Pandas version checks

  • [X] I have checked that this issue has not already been reported.

  • [X] I have confirmed this bug exists on the latest version of pandas.

  • [X] I have confirmed this bug exists on the main branch of pandas.

Reproducible Example

import pandas as pd
df = pd.DataFrame([['a',1.,2.],['b',3.,4.]])
df.loc[0,[1,2]].dtypes
df[[1,2]].loc[0].dtypes

Issue Description

df.loc[0,[1,2]] results in a Series of type dtype('O'), while df[[1,2]].loc[0] results in a Series of type dtype('float64').

Expected Behavior

I would expect df.loc[0,[1,2]] to be of type float64, same as df[[1,2]].loc[0]. The current behavior seems to encourage chaining instead of canonical referencing.

Installed Versions

INSTALLED VERSIONS ------------------ commit : 0691c5cf90477d3503834d983f69350f250a6ff7 python : 3.12.8 python-bits : 64 OS : Darwin OS-release : 23.6.0 Version : Darwin Kernel Version 23.6.0: Thu Sep 12 23:35:10 PDT 2024; root:xnu-10063.141.1.701.1~1/RELEASE_ARM64_T6030 machine : arm64 processor : arm byteorder : little LC_ALL : None LANG : en_US.UTF-8 LOCALE : en_US.UTF-8 pandas : 2.2.3 numpy : 1.26.4 pytz : 2024.1 dateutil : 2.9.0.post0 pip : 24.3.1 Cython : None sphinx : 8.1.3 IPython : None adbc-driver-postgresql: None adbc-driver-sqlite : None bs4 : 4.12.3 blosc : None bottleneck : 1.4.2 dataframe-api-compat : None fastparquet : None fsspec : 2024.12.0 html5lib : 1.1 hypothesis : None gcsfs : None jinja2 : 3.1.5 lxml.etree : 5.3.0 matplotlib : 3.10.0 numba : 0.60.0 numexpr : 2.10.2 odfpy : None openpyxl : 3.1.5 pandas_gbq : None psycopg2 : None pymysql : None pyarrow : 18.1.0 pyreadstat : None pytest : 8.3.4 python-calamine : None pyxlsb : None s3fs : 2024.12.0 scipy : 1.14.1 sqlalchemy : 2.0.36 tables : 3.10.1 tabulate : 0.9.0 xarray : 2024.11.0 xlrd : None xlsxwriter : None zstandard : 0.23.0 tzdata : 2024.2 qtpy : N/A pyqt5 : None

Comment From: rhshadrach

Thanks for the report. I'd hazard a guess that we are determining the dtype of the result prior to column selection. Further investigations are welcome!

Comment From: parthi-siva

take

Comment From: DarthKitten2130

take

Comment From: sanggon6107

Hi @parthi-siva and @DarthKitten2130 , Are you still working on this issue? I would like to work on this one if you don't mind.

Comment From: parthi-siva

Hi @sanggon6107 I'm still working on this..

Comment From: sanggon6107

Hi @sanggon6107 I'm still working on this..

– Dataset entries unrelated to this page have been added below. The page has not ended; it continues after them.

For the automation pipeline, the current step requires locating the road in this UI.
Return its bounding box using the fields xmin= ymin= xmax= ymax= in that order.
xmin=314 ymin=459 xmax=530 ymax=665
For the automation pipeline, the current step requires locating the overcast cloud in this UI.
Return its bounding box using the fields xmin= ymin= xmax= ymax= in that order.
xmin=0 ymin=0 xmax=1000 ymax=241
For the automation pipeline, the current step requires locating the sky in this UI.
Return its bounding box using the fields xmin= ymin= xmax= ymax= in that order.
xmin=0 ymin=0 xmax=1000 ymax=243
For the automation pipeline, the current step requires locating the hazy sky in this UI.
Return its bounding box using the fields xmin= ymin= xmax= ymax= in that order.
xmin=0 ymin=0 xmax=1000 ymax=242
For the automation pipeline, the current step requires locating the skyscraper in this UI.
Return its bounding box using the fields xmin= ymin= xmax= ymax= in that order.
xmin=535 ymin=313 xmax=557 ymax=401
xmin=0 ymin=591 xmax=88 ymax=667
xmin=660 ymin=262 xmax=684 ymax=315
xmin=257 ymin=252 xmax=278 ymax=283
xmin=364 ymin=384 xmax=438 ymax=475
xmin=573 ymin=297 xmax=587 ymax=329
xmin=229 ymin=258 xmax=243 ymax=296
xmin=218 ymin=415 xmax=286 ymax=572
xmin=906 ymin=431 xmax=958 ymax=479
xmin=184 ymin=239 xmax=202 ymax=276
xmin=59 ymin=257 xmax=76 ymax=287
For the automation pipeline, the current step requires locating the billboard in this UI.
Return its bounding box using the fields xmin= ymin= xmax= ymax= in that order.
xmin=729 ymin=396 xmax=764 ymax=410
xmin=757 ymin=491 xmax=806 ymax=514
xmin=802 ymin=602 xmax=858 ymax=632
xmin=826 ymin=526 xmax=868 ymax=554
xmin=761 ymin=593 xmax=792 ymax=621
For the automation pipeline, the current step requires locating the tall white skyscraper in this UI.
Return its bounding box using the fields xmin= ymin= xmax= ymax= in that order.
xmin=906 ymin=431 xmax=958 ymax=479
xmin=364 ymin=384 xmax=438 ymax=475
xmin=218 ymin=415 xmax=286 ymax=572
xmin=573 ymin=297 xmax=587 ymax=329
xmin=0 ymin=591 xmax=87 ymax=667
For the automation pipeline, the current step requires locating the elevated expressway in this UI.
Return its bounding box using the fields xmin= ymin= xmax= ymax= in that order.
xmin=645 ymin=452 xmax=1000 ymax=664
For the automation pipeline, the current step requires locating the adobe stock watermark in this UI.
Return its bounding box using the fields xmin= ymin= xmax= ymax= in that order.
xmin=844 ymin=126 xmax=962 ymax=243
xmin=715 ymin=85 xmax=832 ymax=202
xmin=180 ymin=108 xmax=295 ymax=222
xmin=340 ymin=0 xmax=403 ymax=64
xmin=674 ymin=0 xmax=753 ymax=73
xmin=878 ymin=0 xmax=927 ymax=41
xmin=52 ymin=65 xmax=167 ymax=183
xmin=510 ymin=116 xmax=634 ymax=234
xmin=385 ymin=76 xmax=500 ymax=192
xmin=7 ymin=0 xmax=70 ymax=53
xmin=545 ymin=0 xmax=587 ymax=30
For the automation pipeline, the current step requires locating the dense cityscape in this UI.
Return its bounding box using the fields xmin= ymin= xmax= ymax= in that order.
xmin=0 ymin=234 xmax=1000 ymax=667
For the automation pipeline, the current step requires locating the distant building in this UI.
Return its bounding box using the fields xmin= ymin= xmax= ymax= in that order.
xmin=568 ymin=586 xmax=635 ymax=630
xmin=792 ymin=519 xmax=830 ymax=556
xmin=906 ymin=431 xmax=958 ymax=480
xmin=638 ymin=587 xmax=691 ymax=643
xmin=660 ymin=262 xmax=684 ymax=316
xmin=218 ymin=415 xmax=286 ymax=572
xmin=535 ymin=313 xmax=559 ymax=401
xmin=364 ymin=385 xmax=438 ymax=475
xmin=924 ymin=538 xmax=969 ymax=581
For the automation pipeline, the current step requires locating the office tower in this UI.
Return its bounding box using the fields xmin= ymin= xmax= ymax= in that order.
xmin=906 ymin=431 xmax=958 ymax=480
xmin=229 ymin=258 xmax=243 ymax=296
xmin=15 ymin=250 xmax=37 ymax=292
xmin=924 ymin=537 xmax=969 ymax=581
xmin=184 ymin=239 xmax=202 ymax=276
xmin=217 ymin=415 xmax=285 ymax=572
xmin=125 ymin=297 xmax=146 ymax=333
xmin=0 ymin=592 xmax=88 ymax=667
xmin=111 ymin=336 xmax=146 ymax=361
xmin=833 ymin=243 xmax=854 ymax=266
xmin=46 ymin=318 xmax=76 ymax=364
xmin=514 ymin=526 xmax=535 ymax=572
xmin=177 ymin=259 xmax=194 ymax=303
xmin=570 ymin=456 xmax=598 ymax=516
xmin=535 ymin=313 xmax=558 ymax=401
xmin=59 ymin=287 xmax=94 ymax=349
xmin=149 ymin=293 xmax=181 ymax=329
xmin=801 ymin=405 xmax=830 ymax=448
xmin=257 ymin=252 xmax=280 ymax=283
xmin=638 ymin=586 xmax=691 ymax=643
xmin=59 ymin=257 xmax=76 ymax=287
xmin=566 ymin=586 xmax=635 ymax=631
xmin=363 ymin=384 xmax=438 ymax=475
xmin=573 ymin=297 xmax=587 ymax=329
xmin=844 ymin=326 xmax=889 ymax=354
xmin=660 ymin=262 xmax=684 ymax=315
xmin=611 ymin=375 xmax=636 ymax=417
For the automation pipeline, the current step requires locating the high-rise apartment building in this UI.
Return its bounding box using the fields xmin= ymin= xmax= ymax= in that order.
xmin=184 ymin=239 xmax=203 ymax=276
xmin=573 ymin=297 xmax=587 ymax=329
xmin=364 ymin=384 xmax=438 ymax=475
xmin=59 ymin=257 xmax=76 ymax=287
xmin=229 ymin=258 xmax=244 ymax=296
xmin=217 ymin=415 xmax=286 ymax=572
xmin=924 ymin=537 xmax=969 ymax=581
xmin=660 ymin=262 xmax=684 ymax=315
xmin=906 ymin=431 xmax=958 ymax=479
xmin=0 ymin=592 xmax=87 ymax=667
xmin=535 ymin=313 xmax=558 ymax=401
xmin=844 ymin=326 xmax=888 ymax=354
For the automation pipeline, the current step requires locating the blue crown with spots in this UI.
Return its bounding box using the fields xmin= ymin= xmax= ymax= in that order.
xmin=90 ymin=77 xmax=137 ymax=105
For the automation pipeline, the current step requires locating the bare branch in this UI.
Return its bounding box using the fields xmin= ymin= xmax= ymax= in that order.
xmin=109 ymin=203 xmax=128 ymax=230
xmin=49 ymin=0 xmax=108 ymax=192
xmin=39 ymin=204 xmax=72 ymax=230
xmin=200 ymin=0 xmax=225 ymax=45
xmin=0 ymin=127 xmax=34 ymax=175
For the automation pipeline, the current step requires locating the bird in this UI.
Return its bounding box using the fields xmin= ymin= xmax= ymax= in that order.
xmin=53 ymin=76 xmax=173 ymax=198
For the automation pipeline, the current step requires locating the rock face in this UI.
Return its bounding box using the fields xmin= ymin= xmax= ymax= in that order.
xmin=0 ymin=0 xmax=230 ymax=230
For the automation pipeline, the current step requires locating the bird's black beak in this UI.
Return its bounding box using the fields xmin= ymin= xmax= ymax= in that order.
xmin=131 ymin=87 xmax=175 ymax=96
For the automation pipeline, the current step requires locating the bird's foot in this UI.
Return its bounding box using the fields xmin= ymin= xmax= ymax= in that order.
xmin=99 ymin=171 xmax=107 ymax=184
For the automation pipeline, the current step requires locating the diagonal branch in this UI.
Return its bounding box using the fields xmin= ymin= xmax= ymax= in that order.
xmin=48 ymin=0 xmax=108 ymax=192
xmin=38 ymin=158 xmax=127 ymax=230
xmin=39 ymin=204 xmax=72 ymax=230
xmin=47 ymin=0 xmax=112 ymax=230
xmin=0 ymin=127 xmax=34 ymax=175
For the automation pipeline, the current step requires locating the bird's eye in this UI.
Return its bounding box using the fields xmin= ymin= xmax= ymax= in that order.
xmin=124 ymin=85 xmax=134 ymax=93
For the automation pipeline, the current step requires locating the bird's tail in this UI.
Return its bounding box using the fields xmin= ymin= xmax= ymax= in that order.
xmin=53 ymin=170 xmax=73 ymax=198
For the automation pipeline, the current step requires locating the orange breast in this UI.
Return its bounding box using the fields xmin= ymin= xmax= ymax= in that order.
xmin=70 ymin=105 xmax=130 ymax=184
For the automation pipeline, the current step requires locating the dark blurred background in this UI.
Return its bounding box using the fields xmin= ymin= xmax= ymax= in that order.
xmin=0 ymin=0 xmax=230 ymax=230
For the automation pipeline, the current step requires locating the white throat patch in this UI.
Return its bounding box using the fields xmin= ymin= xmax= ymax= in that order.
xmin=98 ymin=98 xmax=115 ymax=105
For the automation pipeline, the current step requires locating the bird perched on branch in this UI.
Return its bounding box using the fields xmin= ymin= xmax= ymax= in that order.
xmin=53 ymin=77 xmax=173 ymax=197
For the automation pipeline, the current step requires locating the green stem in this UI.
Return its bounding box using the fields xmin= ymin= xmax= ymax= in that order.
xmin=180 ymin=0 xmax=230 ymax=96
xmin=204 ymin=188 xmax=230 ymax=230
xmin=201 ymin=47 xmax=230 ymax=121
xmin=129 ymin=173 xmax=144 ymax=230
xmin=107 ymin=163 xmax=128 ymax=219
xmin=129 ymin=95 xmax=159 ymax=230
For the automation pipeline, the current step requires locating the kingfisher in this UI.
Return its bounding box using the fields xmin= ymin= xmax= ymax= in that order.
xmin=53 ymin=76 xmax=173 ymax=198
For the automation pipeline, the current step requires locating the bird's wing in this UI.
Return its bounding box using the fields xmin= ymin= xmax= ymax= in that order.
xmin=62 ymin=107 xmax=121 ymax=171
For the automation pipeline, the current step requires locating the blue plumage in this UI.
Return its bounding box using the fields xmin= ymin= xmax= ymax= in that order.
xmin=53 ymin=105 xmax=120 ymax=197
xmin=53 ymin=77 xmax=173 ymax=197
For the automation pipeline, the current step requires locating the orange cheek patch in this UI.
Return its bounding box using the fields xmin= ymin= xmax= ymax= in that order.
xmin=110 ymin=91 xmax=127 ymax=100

Well noted. Thanks for the quick reply.

Comment From: parthi-siva

for this input

df = pd.DataFrame([['a',1.,2.],['b',3.,4.]])
df.loc[0,[1,2]].dtypes

pandas.core.array_algos.take._take_preprocess_indexer_and_fill_value:131 (Here we get the data type for the resulting series. )

 dtype, fill_value, mask_info = _take_preprocess_indexer_and_fill_value(
        arr, indexer, fill_value, allow_fill
    )
arr = [a, 1, 2]
indexer = [1,2]

as we can see that arr contains string so the datatype returned will be object only.

Then we are creating empty numpy array using the dtype which will be of type object

pandas.core.array_algos.take._take_preprocess_indexer_and_fill_value:155

out = np.empty(out_shape, dtype=dtype) 

Then we do slice using cpython function

pandas.core.array_algos.take._take_preprocess_indexer_and_fill_value:160

func(arr, indexer, out, fill_value)

After the func(arr, indexer, out, fill_value) call, the out array is populated with the selected elements. However, the dtype of out will not match the dtype of the elements in arr.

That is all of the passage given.